HomeIndustryEnergy & UtilitiesPartnering with investor-owned utilities is a community solution

Partnering with investor-owned utilities is a community solution

Political divisions are capturing the spotlight more than ever.

Yet, one area of bipartisan support involves trusting private, regulated utilities to meet water and sewer needs of communities large and small. Municipalities across the political spectrum are increasingly looking to members of the New Jersey Utilities Association to manage the complexities of water and sewer services.

This trend is unmistakable in New Jersey. There have been eight approved ballot referendums to sell a municipal water or sewer system to an investor-owned utility in the last five years.

This year, towns as varied as South Orange, a progressive dense suburb, and Manalapan, a more moderate sprawling community, have embraced smart initiatives by voting “yes” on a ballot question to sell their water system to New Jersey American Water and Veolia, respectively.

Local leaders continue to recognize the advantages private, professional companies bring, from handling more stringent federal regulations to providing reliable, quality services with stable rates and consistent infrastructure investment that many municipal-run systems find difficult to sustain.

An added benefit: Municipalities also gain new tax revenue by selling their systems to investor-owned utilities.

It’s about practicality. With the rise of federal water quality mandates, particularly around PFAS and lead service line replacements, many New Jersey communities are facing significant operational, financial and logistical hurdles to ensure they can meet all standards.

Small municipalities, which typically lack the resources or technical expertise to navigate these new regulations, are increasingly leaning on the experience of NJUA members. Private, professional utilities not only understand these regulatory landscapes but can also comply without overburdening the local workforce or municipal budget. And compliance can also be achieved without major double-digit rate hikes.

Smaller communities face unique challenges because of their limited customer base. Unlike larger municipalities with broader tax revenues, smaller or older towns often struggle to afford major infrastructure upgrades and regulatory compliance required and can only spread costs over a small, finite customer base.

In contrast, investor-owned utilities can spread costs over a wider customer footprint gaining immense economies of scale, ensuring that smaller towns aren’t disproportionately burdened by financial strain.

In Salem — a diverse, Democratic-leaning community with a significant population of low-income residents — has found common ground with Allendale, an affluent, moderate town, in their shared support of partnering with private utilities to solve their challenges with PFAS contamination and providing safe drinking water to its residents and businesses.
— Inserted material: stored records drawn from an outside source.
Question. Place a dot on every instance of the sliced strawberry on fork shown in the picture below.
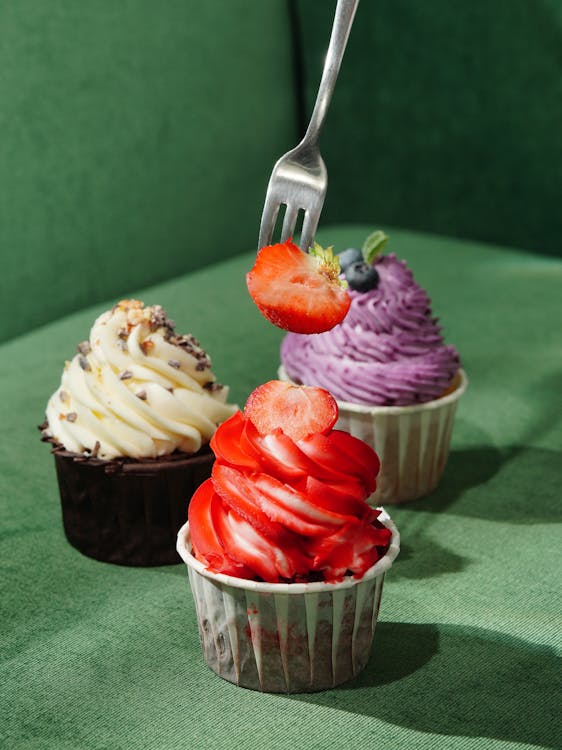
(297, 291)
(298, 410)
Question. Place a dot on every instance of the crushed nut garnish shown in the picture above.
(213, 387)
(147, 345)
(84, 364)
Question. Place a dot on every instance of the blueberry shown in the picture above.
(361, 276)
(349, 256)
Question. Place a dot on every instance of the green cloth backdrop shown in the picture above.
(128, 145)
(446, 117)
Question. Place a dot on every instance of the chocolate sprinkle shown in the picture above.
(84, 364)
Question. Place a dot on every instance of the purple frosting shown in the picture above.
(388, 350)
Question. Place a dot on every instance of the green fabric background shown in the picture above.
(128, 145)
(446, 117)
(99, 657)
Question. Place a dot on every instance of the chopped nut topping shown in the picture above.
(147, 345)
(84, 364)
(213, 387)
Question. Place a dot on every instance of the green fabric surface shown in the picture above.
(100, 657)
(446, 117)
(129, 149)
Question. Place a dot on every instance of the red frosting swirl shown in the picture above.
(280, 510)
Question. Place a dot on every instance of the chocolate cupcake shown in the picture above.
(130, 426)
(396, 381)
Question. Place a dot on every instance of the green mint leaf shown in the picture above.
(374, 245)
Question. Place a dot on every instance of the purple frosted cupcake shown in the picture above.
(396, 381)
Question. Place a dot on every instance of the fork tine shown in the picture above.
(268, 219)
(289, 222)
(309, 229)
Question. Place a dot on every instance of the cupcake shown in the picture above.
(396, 381)
(285, 557)
(130, 426)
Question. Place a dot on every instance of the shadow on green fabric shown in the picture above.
(499, 485)
(455, 681)
(425, 559)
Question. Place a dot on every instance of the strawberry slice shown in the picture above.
(297, 410)
(298, 291)
(203, 515)
(226, 446)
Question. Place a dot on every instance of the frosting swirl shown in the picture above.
(136, 389)
(387, 351)
(280, 510)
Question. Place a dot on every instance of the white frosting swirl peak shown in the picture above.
(136, 389)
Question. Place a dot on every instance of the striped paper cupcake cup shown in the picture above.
(286, 638)
(412, 442)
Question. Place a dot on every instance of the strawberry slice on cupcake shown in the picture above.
(300, 292)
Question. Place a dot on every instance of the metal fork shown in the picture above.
(299, 178)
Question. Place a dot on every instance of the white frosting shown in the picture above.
(136, 389)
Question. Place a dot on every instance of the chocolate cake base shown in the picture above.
(128, 511)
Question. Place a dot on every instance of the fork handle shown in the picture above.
(343, 18)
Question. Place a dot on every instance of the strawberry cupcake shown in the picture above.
(286, 559)
(396, 381)
(130, 426)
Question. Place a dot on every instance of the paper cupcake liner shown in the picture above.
(412, 442)
(128, 512)
(286, 638)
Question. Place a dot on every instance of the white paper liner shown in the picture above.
(286, 638)
(412, 442)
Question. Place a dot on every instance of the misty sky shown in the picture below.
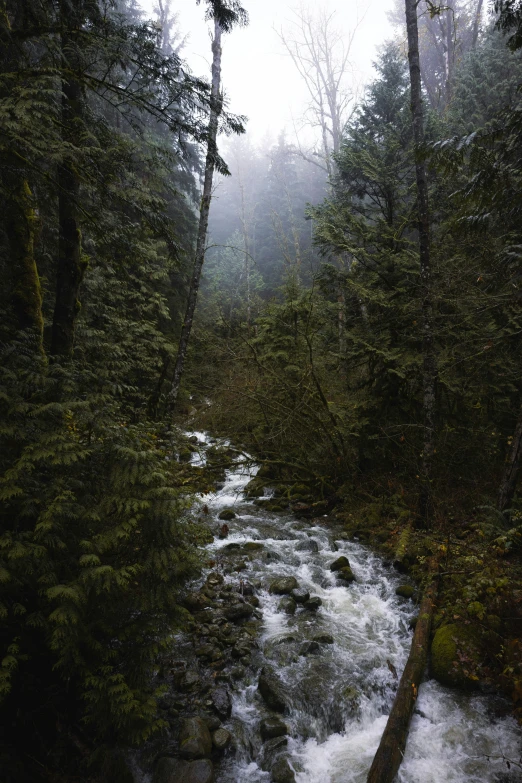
(260, 81)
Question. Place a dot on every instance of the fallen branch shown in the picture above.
(390, 752)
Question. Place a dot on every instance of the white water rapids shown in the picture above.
(340, 697)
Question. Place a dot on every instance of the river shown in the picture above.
(339, 694)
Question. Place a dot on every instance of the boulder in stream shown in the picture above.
(346, 575)
(239, 611)
(195, 741)
(283, 585)
(313, 603)
(273, 727)
(405, 591)
(221, 702)
(300, 595)
(221, 739)
(341, 562)
(227, 514)
(287, 605)
(171, 770)
(282, 772)
(272, 690)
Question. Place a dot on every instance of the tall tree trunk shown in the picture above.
(20, 225)
(215, 111)
(509, 477)
(429, 362)
(70, 265)
(389, 754)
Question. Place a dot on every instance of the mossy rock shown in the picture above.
(455, 656)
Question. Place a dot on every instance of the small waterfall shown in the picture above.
(339, 694)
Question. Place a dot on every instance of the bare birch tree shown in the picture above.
(321, 54)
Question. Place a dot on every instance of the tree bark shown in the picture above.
(429, 361)
(215, 111)
(20, 225)
(509, 477)
(70, 265)
(390, 752)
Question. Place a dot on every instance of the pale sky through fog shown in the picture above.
(259, 79)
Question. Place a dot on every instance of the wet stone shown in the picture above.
(287, 605)
(239, 612)
(308, 648)
(346, 574)
(272, 690)
(313, 603)
(221, 739)
(405, 591)
(221, 702)
(323, 638)
(300, 595)
(195, 741)
(309, 545)
(283, 585)
(282, 772)
(227, 514)
(272, 727)
(341, 562)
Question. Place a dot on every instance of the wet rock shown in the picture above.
(169, 770)
(189, 680)
(201, 771)
(284, 585)
(405, 591)
(239, 611)
(313, 603)
(309, 545)
(212, 722)
(196, 602)
(287, 605)
(282, 772)
(300, 595)
(253, 546)
(307, 648)
(273, 727)
(272, 690)
(270, 750)
(240, 651)
(221, 702)
(195, 741)
(341, 562)
(323, 638)
(215, 579)
(221, 739)
(455, 654)
(227, 514)
(346, 575)
(246, 588)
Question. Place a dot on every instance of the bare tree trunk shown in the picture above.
(509, 477)
(476, 24)
(215, 111)
(20, 223)
(70, 265)
(389, 754)
(429, 361)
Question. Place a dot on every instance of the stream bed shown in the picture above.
(337, 666)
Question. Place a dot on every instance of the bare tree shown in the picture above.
(321, 54)
(210, 164)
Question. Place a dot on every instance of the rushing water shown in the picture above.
(339, 697)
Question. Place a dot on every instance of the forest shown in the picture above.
(326, 328)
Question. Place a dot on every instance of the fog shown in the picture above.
(259, 78)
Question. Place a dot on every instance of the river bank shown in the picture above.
(297, 692)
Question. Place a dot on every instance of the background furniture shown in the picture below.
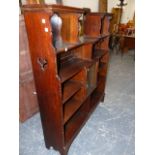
(103, 5)
(69, 70)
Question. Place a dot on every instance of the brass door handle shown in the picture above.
(43, 63)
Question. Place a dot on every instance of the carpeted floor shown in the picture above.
(110, 129)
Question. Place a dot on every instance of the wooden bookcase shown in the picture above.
(69, 70)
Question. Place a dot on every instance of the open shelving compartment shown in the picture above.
(68, 70)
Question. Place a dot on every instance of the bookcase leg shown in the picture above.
(64, 152)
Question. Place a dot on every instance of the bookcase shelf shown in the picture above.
(69, 89)
(69, 69)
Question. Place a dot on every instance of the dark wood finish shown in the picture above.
(69, 89)
(103, 4)
(28, 104)
(67, 73)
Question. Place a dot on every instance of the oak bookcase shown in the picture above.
(69, 67)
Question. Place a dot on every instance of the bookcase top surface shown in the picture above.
(52, 7)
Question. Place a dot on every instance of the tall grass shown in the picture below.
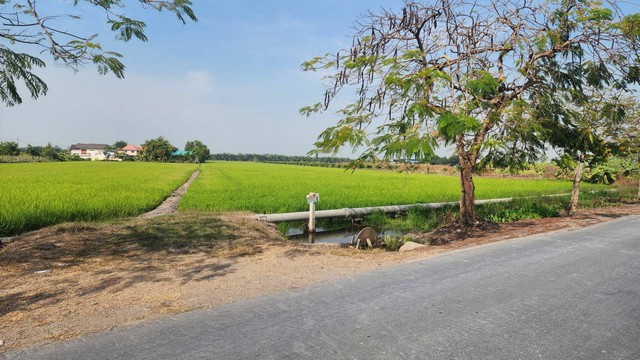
(271, 188)
(34, 195)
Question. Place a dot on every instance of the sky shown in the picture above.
(231, 80)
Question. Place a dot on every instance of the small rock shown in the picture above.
(410, 245)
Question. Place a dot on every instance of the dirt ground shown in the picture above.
(67, 281)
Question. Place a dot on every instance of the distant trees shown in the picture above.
(158, 149)
(275, 158)
(199, 151)
(470, 74)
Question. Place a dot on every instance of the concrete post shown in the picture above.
(312, 217)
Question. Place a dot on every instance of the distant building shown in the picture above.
(181, 153)
(131, 150)
(89, 151)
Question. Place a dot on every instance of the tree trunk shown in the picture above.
(467, 204)
(575, 192)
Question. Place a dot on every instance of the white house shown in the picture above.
(89, 151)
(131, 150)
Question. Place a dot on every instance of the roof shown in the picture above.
(130, 147)
(88, 146)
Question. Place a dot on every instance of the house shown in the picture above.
(131, 150)
(89, 151)
(181, 153)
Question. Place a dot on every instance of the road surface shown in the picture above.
(564, 295)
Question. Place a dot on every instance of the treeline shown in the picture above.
(274, 158)
(11, 152)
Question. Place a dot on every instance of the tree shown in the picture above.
(585, 127)
(51, 152)
(199, 151)
(9, 148)
(467, 73)
(158, 149)
(33, 150)
(25, 26)
(119, 144)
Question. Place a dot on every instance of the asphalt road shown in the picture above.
(565, 295)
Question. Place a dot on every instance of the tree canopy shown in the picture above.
(199, 151)
(24, 26)
(158, 149)
(471, 74)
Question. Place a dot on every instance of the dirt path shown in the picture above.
(72, 280)
(170, 204)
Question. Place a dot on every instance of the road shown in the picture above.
(564, 295)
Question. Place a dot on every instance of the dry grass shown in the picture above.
(75, 279)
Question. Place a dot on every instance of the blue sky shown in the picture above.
(231, 80)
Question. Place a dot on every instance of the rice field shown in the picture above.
(35, 195)
(269, 188)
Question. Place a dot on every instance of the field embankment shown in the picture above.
(35, 195)
(269, 188)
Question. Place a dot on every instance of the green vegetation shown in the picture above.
(269, 188)
(34, 195)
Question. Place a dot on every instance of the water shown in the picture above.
(340, 236)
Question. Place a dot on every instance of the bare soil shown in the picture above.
(72, 280)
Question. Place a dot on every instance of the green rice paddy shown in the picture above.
(36, 195)
(269, 188)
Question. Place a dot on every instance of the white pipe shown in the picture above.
(349, 213)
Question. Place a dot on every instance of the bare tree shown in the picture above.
(467, 73)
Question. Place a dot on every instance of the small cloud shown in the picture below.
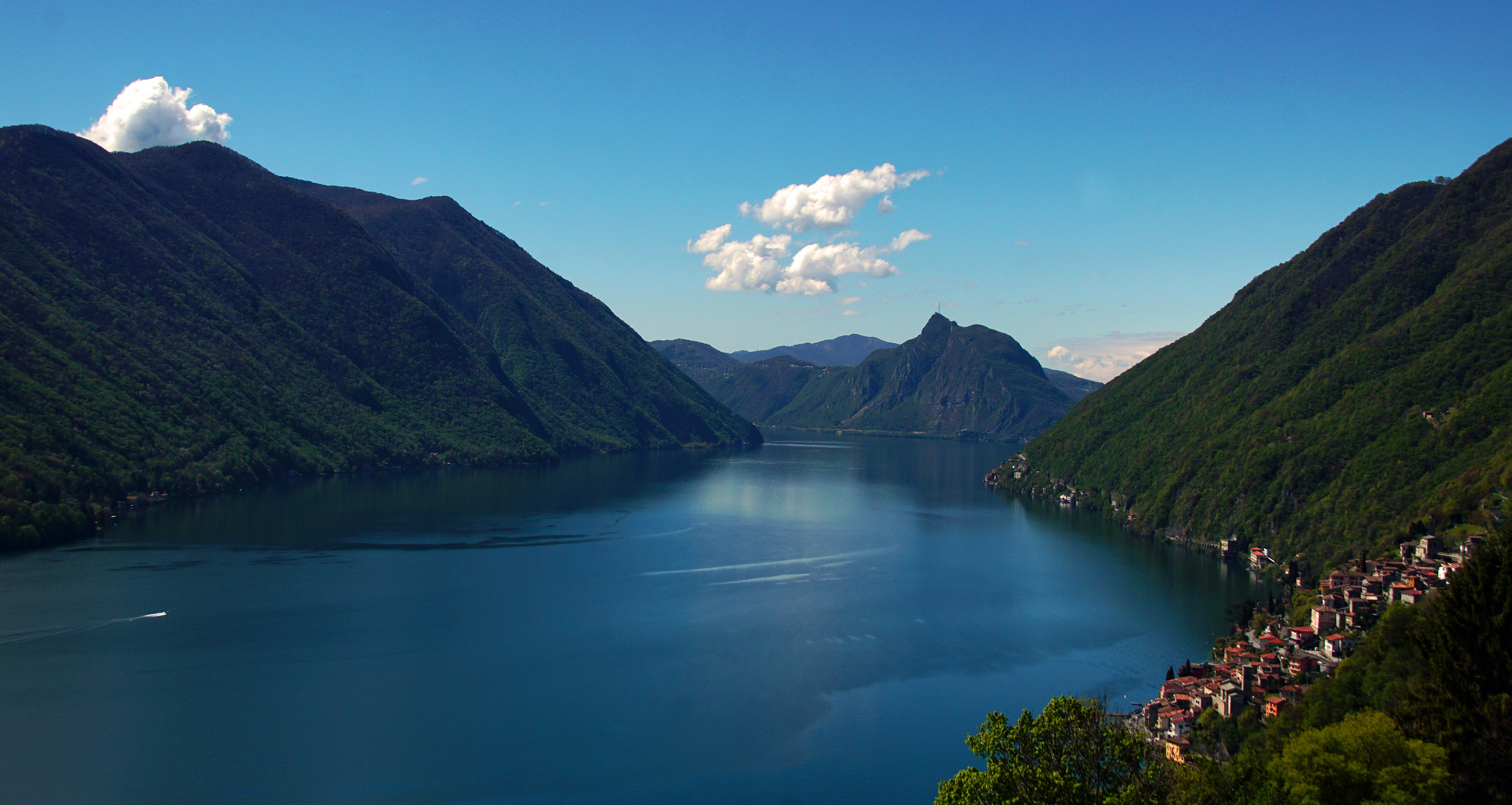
(758, 263)
(1106, 357)
(901, 242)
(148, 112)
(831, 201)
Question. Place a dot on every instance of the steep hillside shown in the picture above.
(844, 351)
(948, 379)
(595, 382)
(696, 360)
(1072, 385)
(761, 388)
(1344, 397)
(180, 321)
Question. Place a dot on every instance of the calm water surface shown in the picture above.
(817, 621)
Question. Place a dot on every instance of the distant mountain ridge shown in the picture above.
(948, 379)
(1343, 400)
(842, 351)
(1072, 385)
(182, 321)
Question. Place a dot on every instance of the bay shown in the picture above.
(819, 619)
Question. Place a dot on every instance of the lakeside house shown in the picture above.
(1272, 669)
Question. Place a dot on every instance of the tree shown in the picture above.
(1361, 760)
(1075, 753)
(1467, 698)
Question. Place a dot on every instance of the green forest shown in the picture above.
(179, 321)
(1343, 400)
(1420, 715)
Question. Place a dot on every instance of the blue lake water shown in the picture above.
(822, 619)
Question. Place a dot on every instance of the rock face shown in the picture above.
(1341, 400)
(180, 321)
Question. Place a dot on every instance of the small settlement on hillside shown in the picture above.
(1269, 669)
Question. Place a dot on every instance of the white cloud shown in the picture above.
(711, 239)
(832, 201)
(148, 112)
(1106, 357)
(743, 265)
(758, 263)
(901, 242)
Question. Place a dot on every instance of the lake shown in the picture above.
(822, 619)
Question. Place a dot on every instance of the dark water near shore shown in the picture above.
(817, 621)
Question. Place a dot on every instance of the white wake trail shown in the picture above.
(37, 634)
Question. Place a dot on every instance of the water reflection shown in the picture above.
(820, 618)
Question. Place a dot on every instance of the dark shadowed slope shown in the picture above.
(1072, 385)
(1360, 390)
(182, 321)
(844, 351)
(595, 382)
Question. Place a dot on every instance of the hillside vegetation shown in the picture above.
(180, 321)
(1343, 399)
(947, 381)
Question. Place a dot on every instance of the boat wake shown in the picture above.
(37, 634)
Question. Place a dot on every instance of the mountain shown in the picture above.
(591, 378)
(844, 351)
(760, 388)
(694, 359)
(1072, 385)
(948, 379)
(180, 321)
(1352, 396)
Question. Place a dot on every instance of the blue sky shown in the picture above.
(1101, 176)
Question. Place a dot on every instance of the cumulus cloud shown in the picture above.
(1106, 357)
(832, 201)
(758, 263)
(901, 242)
(150, 112)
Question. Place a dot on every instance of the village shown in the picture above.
(1269, 663)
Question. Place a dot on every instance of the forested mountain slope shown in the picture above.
(947, 379)
(1072, 385)
(182, 321)
(591, 378)
(842, 351)
(1360, 390)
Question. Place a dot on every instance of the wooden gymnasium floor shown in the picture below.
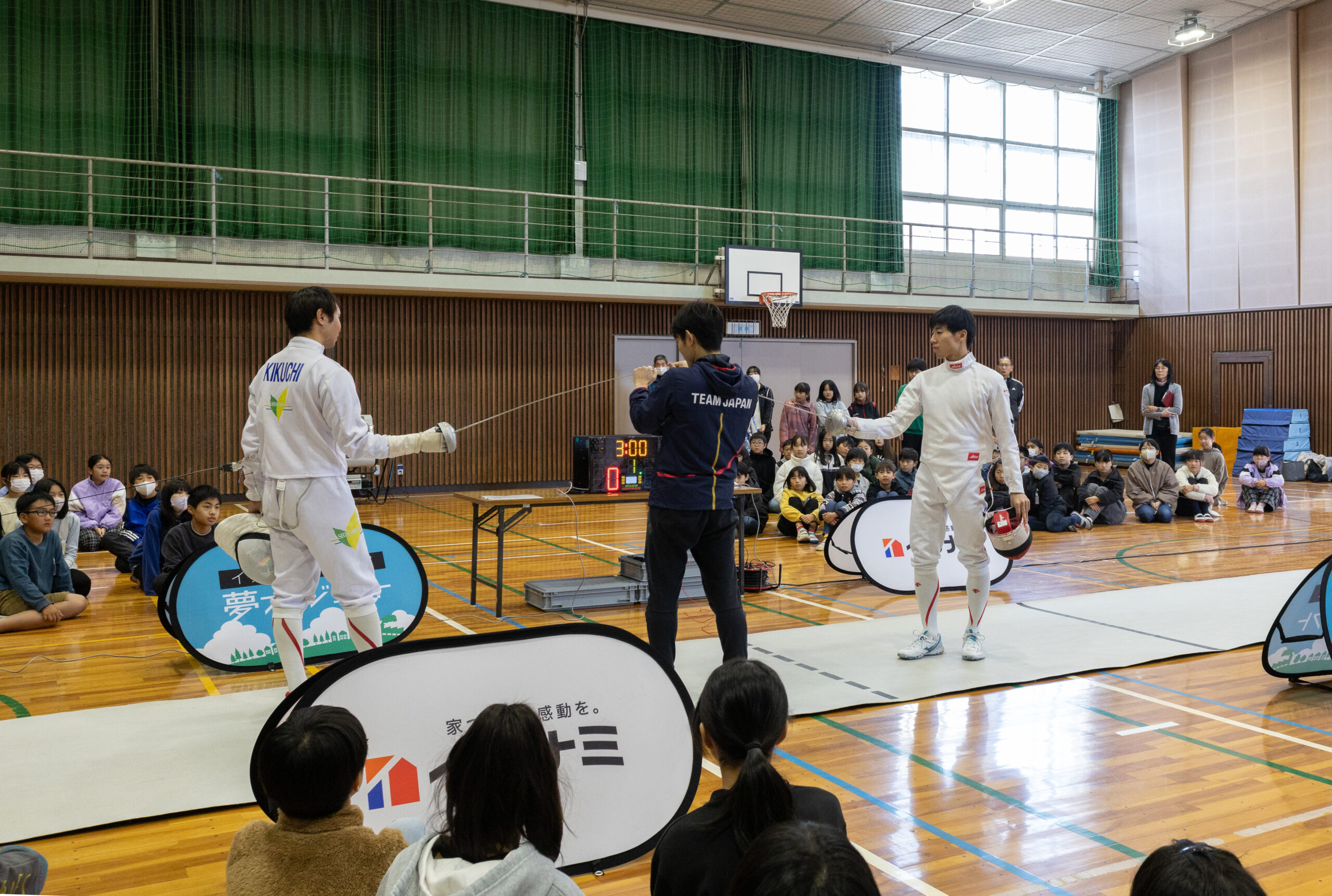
(959, 791)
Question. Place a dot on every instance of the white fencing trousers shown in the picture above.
(316, 528)
(930, 514)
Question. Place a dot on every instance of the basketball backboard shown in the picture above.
(752, 270)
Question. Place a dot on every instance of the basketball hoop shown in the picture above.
(779, 305)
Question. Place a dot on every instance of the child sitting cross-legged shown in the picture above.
(1049, 512)
(845, 497)
(800, 508)
(35, 586)
(1262, 484)
(310, 767)
(1100, 497)
(885, 483)
(1197, 490)
(907, 461)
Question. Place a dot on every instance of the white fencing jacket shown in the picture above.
(966, 414)
(304, 419)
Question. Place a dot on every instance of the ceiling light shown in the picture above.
(1191, 32)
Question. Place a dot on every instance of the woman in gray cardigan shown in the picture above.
(1163, 402)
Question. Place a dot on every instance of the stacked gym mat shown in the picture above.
(1283, 431)
(1123, 444)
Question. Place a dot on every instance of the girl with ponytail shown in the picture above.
(740, 721)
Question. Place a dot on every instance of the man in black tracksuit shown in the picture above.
(702, 412)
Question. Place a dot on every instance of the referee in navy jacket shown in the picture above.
(701, 408)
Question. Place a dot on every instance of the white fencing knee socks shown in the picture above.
(364, 628)
(287, 635)
(928, 600)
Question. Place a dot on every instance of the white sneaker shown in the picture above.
(971, 645)
(925, 645)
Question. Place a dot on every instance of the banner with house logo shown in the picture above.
(223, 617)
(1298, 645)
(881, 543)
(616, 717)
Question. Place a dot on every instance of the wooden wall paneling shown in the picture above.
(162, 374)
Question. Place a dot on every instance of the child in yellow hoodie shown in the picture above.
(800, 507)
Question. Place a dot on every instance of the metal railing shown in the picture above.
(83, 205)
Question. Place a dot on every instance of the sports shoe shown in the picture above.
(971, 645)
(925, 645)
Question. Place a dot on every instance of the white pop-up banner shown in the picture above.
(617, 718)
(881, 541)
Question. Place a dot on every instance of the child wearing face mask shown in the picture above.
(1151, 485)
(143, 479)
(67, 529)
(146, 562)
(18, 483)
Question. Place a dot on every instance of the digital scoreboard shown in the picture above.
(614, 464)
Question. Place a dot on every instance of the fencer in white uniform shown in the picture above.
(967, 413)
(304, 424)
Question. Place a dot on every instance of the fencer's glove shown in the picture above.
(433, 441)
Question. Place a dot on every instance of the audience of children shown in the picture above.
(828, 401)
(1049, 512)
(800, 505)
(740, 719)
(1100, 497)
(35, 586)
(147, 560)
(845, 497)
(907, 461)
(861, 404)
(1197, 490)
(1214, 461)
(67, 529)
(1262, 484)
(1151, 485)
(204, 508)
(798, 417)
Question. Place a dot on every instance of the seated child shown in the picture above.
(907, 461)
(857, 460)
(1100, 497)
(1034, 449)
(752, 509)
(35, 585)
(310, 767)
(1151, 485)
(498, 810)
(1214, 461)
(800, 507)
(861, 404)
(845, 497)
(1197, 490)
(1067, 474)
(1261, 484)
(885, 483)
(204, 507)
(1049, 512)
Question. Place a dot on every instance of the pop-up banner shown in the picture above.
(881, 541)
(617, 718)
(1298, 645)
(223, 617)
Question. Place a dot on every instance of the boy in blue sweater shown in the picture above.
(35, 586)
(701, 409)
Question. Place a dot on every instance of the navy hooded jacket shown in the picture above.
(702, 414)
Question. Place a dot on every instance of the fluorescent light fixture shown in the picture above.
(1191, 32)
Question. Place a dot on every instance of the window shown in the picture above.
(1005, 159)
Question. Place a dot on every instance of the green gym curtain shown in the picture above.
(1106, 268)
(664, 125)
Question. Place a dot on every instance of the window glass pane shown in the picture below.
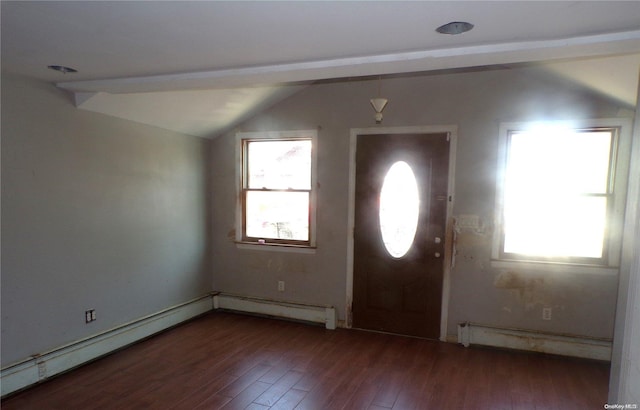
(555, 227)
(277, 215)
(399, 209)
(279, 164)
(559, 161)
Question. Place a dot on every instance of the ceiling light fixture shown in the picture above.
(62, 69)
(455, 27)
(378, 104)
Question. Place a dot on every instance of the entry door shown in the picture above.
(399, 233)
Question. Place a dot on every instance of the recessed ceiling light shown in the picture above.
(455, 27)
(62, 69)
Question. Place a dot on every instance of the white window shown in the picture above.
(277, 199)
(559, 194)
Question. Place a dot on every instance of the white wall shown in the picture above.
(584, 304)
(97, 213)
(624, 386)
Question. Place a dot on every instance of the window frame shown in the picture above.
(246, 242)
(616, 194)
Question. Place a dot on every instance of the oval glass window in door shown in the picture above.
(399, 209)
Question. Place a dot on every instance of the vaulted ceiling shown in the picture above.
(201, 67)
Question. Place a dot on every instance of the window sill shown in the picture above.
(554, 267)
(276, 247)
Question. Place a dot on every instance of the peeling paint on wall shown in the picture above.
(527, 291)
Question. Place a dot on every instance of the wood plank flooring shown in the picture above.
(229, 361)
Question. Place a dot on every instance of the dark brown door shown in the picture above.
(399, 290)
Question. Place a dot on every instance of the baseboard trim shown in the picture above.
(564, 345)
(287, 310)
(45, 365)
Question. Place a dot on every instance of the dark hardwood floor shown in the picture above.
(228, 361)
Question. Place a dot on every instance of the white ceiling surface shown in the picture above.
(201, 67)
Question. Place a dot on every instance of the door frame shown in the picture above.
(448, 243)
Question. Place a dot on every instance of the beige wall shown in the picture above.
(97, 213)
(477, 102)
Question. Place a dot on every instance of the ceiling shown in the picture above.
(201, 67)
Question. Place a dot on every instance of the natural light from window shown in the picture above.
(399, 209)
(277, 192)
(557, 189)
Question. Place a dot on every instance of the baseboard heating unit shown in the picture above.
(298, 311)
(45, 365)
(518, 339)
Each town sees unique value in private companies’ ability to deliver safe and clean water, even if their demographics and politics differ.

Similarly, Somerville, a community with a mix of wealthy, middle- and low-income neighborhoods, and Manville, a blue-collar community with families that go back generations, demonstrate how communities with varying socioeconomic profiles can unite on this critical issue.

The takeaway is clear: New Jersey residents recognize that safe, reliable, affordable water and sewer service transcends political affiliation and the demographic composition of the community.

Critics and outside groups often argue that federal grants and funding can address the infrastructure needs of communities. They usually fail to acknowledge, however, that there are limitations to this approach. Wealthier towns may be restricted from accessing certain types of federal funding, leaving them to seek limited paths to meet their infrastructure needs that include bonding and borrowing or significantly raising rates, or property taxes.

And although grants can help, the billions of dollars needed to revitalize New Jersey’s aging infrastructure exceed what federal resources alone can support. The water quality expertise, financial stability, and readiness of private companies offer a crucial solution to this gap.

Opponents of partnering with regulated utilities often include well-funded, Washington, D.C.-based activist groups that lack local connections or direct stakes in the communities they target. They also leave the community high and dry to try to find solutions should efforts to sell municipal systems fail.

In contrast, NJUA’s member utilities are invested in maintaining positive, long-term relationships with the residents and businesses they serve, because they are not just providers — they are community partners that live and work there.

The message from these towns is clear: This is not a Republican or Democrat issue. Leaders of both red and blue communities have recognized that private utilities offer something municipalities need but often lack: the operational and financial resources and water quality expertise to navigate a complex regulatory landscape while delivering safe, reliable services that their residents and businesses depend on.

As we continue to face urgent infrastructure demands, the NJUA remains squarely focused on pragmatic, community-centered solutions.

Richard Henning is the CEO of the New Jersey Utilities Association, which represents regulated utilities that provide essential water, wastewater, electric, natural gas and telecommunications services to New Jersey.